Late this afternoon, I sliced the top of my right index finger open on a sharp can lid while I was sorting the recycling.
Crap, that hurt.
Now I have cut myself cooking numerous times. But I knew right away this was something bigger. Maybe it was the blood running down my finger and into the white sink; maybe the flapping skin; maybe just the absolute moment of agony. I ran my hand under cold water, grabbed paper towel and wraped my finger up in it. Classic first aid. The kids were doing homework and asking me questions. Quesitons I did not answer. Instead - and why I cannot explain - I found it comforting to walk in circles around the kitchen, clutching my finger, and pausing every couple of laps to run under the cold water. It numbed the pain.

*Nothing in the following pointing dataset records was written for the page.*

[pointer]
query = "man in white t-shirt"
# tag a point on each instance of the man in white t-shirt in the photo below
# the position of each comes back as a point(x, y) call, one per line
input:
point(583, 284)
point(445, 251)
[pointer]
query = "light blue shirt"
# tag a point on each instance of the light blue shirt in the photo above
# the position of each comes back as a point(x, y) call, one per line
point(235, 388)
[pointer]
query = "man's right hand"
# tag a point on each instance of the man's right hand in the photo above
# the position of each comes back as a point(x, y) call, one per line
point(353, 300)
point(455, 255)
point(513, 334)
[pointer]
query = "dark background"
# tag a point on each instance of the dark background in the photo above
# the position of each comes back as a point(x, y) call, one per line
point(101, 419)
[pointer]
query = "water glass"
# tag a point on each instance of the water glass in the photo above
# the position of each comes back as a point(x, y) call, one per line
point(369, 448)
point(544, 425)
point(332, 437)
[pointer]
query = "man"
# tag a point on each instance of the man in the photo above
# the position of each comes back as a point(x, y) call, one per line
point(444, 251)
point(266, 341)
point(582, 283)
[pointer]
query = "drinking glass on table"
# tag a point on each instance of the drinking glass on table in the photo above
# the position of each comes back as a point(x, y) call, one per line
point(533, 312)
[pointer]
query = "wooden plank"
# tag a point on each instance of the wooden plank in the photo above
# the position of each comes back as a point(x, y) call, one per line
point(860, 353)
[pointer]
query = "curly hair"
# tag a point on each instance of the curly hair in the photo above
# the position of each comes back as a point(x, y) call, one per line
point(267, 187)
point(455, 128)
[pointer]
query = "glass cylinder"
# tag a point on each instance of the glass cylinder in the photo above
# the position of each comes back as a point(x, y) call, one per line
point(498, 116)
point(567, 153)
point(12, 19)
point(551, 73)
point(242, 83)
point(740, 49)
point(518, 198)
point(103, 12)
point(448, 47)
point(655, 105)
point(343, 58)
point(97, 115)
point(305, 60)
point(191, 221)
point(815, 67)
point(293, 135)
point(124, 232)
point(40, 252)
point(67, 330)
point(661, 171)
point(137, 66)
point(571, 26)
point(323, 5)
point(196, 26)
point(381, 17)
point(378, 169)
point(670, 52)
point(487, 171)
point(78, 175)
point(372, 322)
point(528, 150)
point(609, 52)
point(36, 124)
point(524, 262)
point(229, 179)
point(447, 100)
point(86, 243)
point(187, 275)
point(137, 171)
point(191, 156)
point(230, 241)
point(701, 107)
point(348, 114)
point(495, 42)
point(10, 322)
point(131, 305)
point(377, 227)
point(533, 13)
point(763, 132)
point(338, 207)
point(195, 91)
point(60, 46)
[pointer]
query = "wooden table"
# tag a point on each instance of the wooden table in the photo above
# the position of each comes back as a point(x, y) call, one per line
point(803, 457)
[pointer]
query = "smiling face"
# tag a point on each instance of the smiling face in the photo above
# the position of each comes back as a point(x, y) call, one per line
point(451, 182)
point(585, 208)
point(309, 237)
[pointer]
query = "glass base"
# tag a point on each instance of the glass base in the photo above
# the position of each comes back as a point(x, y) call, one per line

And then I started to feel faint.
I've cut my finger open, it's bleeding, and I'm going to faint, I announced, making my way giddily into the living room to the couch.
I lay on the couch feeling the sweat of shock over my skin, and the room began to fade in and out. And there were voices.
Will she die? (Grace)
No! (Erik, scathingly). Her eyes are opening.
We should put her in the recovery position. (Grace)
We should apply pressure (Anna)
Can we put her in the recovery position? (Grace)
Get some bandaids and paper towel (Erik)
I could stitch it up. (Anna)
No! (Erik, scathingly)
She could choke on her tongue. We should put her in the... (Grace)
She doesn't need the recovery position until she passes out (Erik)
You won't die, Mom (Grace, rather cheerfully)
Good to know the first aid training they did at Cubs paid off. They sat there, Anna clasping my finger to staunch the flow of blood; Grace touching my forhead to see how hot I was, and trying to convince the others to let her practice the recovery position; and Erik taking charge and telling me it would be okay. And gradually the room receded and stabilized again. They gave me fresh paper towel, a dry towel to wrap around it, and a hot cup of sweet tea.
And hey, we were able to save the whole finger. It still hurts like heck. And when I get up the courage to take the bandage off, we'll see just how bad it is.
Until then, thank you to my little first aiders!